But Magnus had turned impatiently away from her. The rest of the afternoon had staggered painfully along, Mark taunting Magnus, Magnus becoming increasingly blustery. Julia had not known at all how to read Mark.
A year later, when Julia realized, sickened, that Magnus had not ceased Jo see his other women for as much as a month, she had angrily, furiously proposed to him that she could begin taking up with his brother. “Why should you have all the fun?” she had demanded, raging.
Magnus had gripped her hard enough to raise bruises on her arm: she saw, trembling with both fear and anger, that he was barely restraining himself from clubbing her. Then the pressure lessened, his jaw undamped, and he moved a step backward. “I’d happily kill you if you ever slept with Mark,” he said. His tone was so cold that she believed him at once: despite all that talk about “unbalanced” Mark, she had never before seen that he hated his brother. At least, that was what she thought she had seen.
It was not long after this explosion that they began to discuss having a child.
Kate was born the following summer. For the next nine years, the Loftings lived conventionally in Hampstead, traveling abroad—Magnus bought a farmhouse a mile from the Dordogne River, and they spent three summers doing it up—seeing Lily at intervals, seeing Mark two or three times a year when he dropped in unannounced. Clearly, he was kept informed of events in the Lofting house by Lily: he sent a beautiful dollhouse on Kate’s first birthday, he frequently telephoned when Magnus was out of town, and conducted cool, flirtatious conversations with Julia. Magnus undoubtedly carried on his affairs, but they had lost much of their power to wound Julia. They seemed entirely peripheral, taking little away from Julia and Kate. Still unpredictable, still sometimes frightening, Magnus loved Kate absolutely. Julia spent the nine years of Kate’s life in a homebound trance, superficially content. Once, at a party, she had heard herself say, “Can’t live for another person? Of course you can live for another person, I live for my …” She was on the verge of saying “daughter,” but saw Magnus staring at her, and substituted “family.”
Now she thought: I’m going to start being myself, freely myself, and discover what that means. And if I go crazy that’s okay too.
Julia stood at her bedroom window, the shades parted, looking out at the play area, filled with desultory children, and the green of the park beyond. She pushed up the window and leaned put, thinking a woman on the verge of a new life leaned from her window…The room was unbearably stuffy.

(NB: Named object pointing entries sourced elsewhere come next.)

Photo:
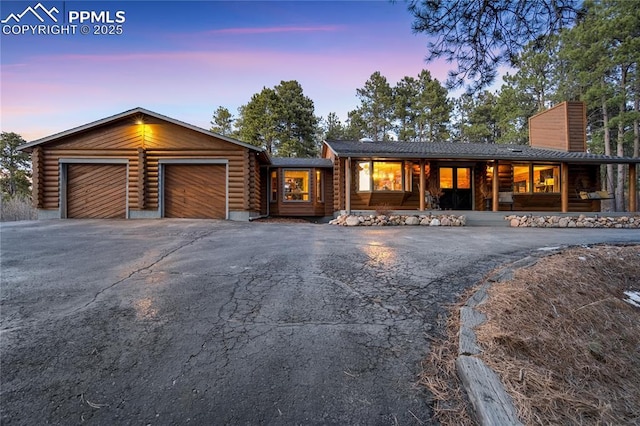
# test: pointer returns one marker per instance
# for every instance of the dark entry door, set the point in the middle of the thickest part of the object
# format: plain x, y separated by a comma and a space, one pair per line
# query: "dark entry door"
455, 184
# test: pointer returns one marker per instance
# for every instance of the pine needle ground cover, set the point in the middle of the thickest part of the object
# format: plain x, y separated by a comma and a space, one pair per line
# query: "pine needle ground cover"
564, 337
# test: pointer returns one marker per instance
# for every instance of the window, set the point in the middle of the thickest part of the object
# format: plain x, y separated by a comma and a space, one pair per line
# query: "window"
296, 185
546, 178
274, 186
382, 176
364, 175
387, 176
536, 178
463, 178
319, 187
521, 180
446, 177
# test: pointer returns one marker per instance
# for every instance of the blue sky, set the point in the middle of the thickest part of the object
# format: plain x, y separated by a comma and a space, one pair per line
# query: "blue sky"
184, 59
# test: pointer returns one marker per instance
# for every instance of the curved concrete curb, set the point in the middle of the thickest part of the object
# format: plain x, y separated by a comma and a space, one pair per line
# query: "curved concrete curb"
491, 403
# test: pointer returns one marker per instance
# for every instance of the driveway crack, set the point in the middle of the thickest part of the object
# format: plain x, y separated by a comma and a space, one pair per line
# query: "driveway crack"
138, 270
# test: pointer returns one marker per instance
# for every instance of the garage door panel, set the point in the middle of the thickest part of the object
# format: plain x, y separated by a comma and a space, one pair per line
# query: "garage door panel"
96, 191
196, 191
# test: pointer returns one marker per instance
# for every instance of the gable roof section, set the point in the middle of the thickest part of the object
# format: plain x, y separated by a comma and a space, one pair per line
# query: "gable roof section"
134, 112
466, 151
300, 162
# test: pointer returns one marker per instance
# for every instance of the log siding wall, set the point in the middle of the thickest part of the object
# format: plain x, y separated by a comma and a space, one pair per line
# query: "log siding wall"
562, 127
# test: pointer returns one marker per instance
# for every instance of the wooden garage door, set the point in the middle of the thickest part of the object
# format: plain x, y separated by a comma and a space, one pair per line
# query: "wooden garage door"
96, 191
196, 191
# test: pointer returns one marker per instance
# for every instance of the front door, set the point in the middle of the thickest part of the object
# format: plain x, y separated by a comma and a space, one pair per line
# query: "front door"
455, 184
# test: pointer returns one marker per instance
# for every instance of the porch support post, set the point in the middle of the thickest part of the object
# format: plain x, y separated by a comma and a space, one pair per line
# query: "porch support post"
422, 185
564, 187
633, 188
495, 187
347, 184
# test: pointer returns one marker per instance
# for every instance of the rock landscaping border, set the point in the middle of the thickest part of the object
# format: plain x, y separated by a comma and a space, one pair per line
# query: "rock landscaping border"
400, 220
581, 221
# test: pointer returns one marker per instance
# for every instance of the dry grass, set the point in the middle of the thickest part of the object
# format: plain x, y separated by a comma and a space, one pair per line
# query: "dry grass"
16, 208
563, 341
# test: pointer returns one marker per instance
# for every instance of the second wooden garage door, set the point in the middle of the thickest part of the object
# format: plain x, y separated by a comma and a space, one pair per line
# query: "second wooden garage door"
96, 191
196, 191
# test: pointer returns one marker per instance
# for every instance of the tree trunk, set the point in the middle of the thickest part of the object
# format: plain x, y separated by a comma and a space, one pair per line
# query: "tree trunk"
636, 126
636, 121
607, 146
620, 199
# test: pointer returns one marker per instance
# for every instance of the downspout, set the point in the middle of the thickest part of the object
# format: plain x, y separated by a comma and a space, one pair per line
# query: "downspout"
564, 187
422, 186
268, 186
347, 179
495, 202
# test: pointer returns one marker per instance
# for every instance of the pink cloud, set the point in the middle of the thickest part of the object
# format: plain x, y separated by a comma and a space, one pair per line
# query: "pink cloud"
71, 89
272, 30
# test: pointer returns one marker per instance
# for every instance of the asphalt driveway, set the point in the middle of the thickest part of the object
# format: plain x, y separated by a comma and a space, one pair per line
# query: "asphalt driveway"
211, 322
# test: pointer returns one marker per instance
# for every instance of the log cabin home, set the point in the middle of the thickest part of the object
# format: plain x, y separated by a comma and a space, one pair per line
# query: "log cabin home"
140, 164
555, 173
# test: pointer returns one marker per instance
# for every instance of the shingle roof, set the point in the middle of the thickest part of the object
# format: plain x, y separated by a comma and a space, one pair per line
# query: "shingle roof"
134, 112
466, 151
300, 162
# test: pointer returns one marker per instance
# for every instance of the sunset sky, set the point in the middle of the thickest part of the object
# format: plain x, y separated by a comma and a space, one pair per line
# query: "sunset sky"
184, 59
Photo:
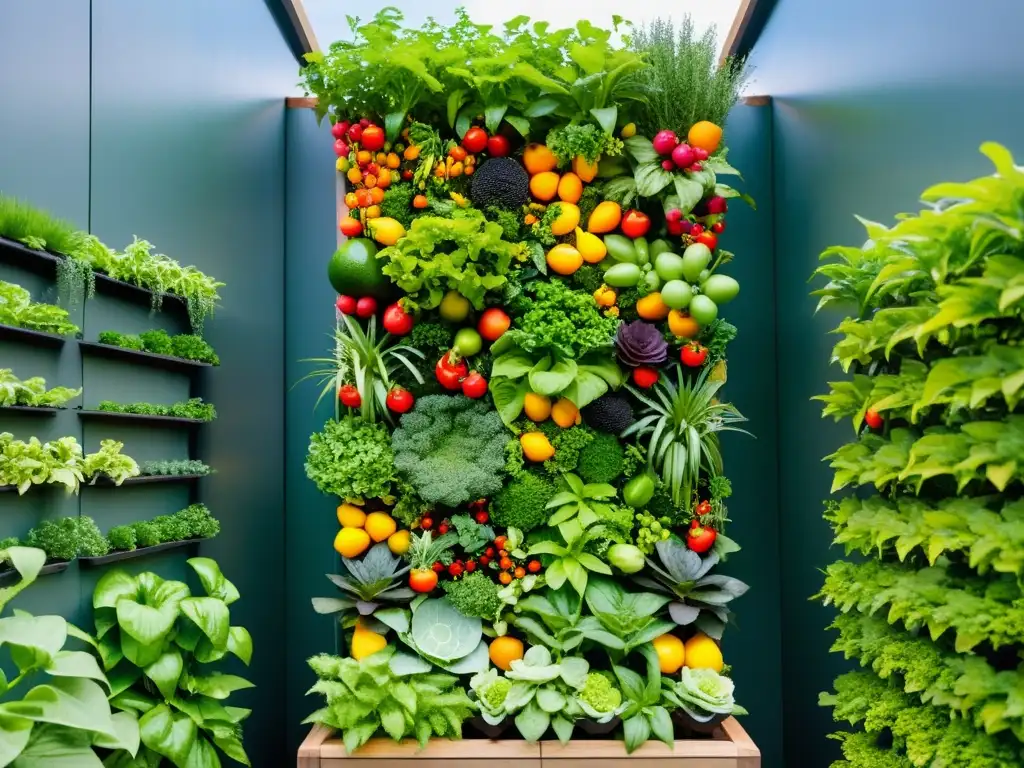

The air drifting across Holland Park seemed cooler, more invigorating despite the warmth of the day. Unpacking her clothing, untying the books, Julia had felt damp, sticky, and oddly ruthless—the clothing could go anywhere, since the bedroom, like the entire house, was solely hers. When she put the box of dolls for the moment in one of the bedroom closets, she sat on the edge of the bed for a moment, feeling heat rise from her in layers like steam. Julia felt the presence of the house about her, for a moment almost oppressive in its size. Yet she had wanted it, and she had it. The McClintocks’ furniture was old-fashioned and a bit worn, but comfortable, tending toward plush and cushions. In time, she would get rid of it and buy new furniture, but for the moment she was as pleased with the old furniture as with the house, since it had the same settled, familial look of prosperous comfort.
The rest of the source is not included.